The keyhole garden was developed in Lesotho by the Consortium for Southern Africa Food Security Emergency (C-SAFE), based upon a design that originated with CARE in Zimbabwe. In the mid-1990s, Lesotho had one of the highest AIDS/HIV rates in the world. C-SAFE designed the keyhole garden for people who suffered from AIDS or were otherwise unable to tend a traditional garden. They are tall enough that people do not have to bend over while working in them, sturdy enough that a person who is weak can lean against them while they work, and small enough that the entire bed is within arm’s reach. The garden is constructed using layers of compost, manure, wood ash and other nutrient-rich materials, so they are more productive than most home gardens; they hold water making them drought-resistant. The walls can be made of common stones picked up from a field, cinderblocks, bricks, or any material strong enough to hold in the soil. Clean water is used when watering the plants on the surface, while household greywater is poured down into the compost basket.

While they are designed for people who were too sick to tend a traditional garden, because they were so productive, people in good health started building them as kitchen gardens. Here the family could grow its high-value crops using succession planting. In the end, C-SAFE helped build over 20,000 keyhole gardens, and when they returned a couple of years later, more than 90% were still in use. Today, keyhole gardens are found in many places throughout Africa, including Ethiopia, Rwanda, Kenya, Sudan, and Nigeria.

African-style keyhole gardens have been built in Texas and other places in the US. The Texas Master Gardeners Association has put on several workshops to promote them. They have modified the basic design, having standardized on a 6-foot-wide bed with a 12-inch tube made of rabbit fencing or chicken wire for the compost basket.
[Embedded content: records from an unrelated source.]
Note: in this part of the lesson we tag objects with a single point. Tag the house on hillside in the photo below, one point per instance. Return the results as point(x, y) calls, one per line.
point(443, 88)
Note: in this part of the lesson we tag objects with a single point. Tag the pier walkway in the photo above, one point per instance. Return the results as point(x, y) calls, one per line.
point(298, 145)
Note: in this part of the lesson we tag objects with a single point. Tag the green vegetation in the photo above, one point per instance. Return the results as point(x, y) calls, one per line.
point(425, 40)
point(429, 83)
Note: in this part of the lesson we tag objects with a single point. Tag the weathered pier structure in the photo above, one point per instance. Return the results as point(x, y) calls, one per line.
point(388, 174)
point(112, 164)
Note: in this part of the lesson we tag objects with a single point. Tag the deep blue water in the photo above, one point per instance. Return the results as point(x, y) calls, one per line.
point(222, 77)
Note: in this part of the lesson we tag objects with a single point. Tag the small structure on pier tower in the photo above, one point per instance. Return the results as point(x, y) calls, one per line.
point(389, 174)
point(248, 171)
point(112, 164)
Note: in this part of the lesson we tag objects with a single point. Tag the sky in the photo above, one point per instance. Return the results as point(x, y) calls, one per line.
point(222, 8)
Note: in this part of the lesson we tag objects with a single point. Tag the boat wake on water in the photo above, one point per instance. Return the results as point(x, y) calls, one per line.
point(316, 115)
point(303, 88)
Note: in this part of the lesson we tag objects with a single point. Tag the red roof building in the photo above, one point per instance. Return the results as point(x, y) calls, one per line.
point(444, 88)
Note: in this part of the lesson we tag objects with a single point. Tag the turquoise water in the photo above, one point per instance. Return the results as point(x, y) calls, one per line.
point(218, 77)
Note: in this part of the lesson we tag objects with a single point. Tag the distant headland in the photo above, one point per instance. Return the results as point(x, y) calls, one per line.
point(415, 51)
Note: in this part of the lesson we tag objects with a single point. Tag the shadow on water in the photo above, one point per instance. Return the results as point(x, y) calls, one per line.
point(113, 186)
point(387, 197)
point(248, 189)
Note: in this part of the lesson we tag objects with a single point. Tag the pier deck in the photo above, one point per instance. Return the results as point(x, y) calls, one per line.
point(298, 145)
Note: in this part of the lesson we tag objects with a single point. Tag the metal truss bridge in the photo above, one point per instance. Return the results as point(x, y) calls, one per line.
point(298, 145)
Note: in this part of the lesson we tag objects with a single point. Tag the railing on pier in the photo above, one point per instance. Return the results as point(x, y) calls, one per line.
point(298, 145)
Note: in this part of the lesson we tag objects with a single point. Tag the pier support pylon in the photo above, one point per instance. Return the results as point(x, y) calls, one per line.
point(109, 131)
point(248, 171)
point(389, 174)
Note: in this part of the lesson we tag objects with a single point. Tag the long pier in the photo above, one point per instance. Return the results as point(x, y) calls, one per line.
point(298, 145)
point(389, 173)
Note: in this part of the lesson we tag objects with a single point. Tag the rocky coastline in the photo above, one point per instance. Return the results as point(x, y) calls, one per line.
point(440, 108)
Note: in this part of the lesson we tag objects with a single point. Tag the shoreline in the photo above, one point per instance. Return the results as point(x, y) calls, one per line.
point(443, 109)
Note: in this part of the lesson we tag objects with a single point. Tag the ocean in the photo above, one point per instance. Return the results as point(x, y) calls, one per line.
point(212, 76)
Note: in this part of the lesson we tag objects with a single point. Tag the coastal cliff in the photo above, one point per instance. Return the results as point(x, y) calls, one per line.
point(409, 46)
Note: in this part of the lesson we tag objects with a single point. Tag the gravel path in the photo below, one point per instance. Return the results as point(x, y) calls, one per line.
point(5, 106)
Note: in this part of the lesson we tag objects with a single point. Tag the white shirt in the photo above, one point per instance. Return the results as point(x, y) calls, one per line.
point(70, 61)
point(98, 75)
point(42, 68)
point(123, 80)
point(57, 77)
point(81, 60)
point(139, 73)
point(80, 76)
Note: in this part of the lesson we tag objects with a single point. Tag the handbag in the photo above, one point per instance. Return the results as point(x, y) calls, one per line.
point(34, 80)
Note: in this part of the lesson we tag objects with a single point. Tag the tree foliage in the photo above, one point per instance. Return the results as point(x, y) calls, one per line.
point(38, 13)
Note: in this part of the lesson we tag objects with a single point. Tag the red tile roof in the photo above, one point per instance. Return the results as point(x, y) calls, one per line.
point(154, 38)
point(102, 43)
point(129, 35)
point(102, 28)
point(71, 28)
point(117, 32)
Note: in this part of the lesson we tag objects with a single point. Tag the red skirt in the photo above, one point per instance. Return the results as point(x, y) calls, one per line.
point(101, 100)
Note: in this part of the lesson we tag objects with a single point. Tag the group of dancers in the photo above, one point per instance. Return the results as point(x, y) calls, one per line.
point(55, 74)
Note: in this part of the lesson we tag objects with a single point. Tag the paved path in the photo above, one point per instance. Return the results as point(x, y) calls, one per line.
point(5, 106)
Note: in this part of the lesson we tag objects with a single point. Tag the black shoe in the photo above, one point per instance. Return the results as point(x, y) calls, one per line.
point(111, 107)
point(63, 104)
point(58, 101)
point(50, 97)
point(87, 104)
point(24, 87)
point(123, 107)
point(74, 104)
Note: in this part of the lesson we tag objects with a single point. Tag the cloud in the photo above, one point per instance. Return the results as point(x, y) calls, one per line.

It is common in Texas to add red-wiggler worms to the compost basket to help break down the organic matter.
The term "keyhole garden" is also used in permaculture to describe a garden bed that has been laid out with one or more paths that dead-end rather than continuing through, in order to reduce the area of paths. Permaculture keyhole gardens tend to be wider and flatter than the African variety and do not generally incorporate a compost basket or compost pile built into the bed. The tall beds that incorporate compost are referred to as "banana circles" by permaculturalists.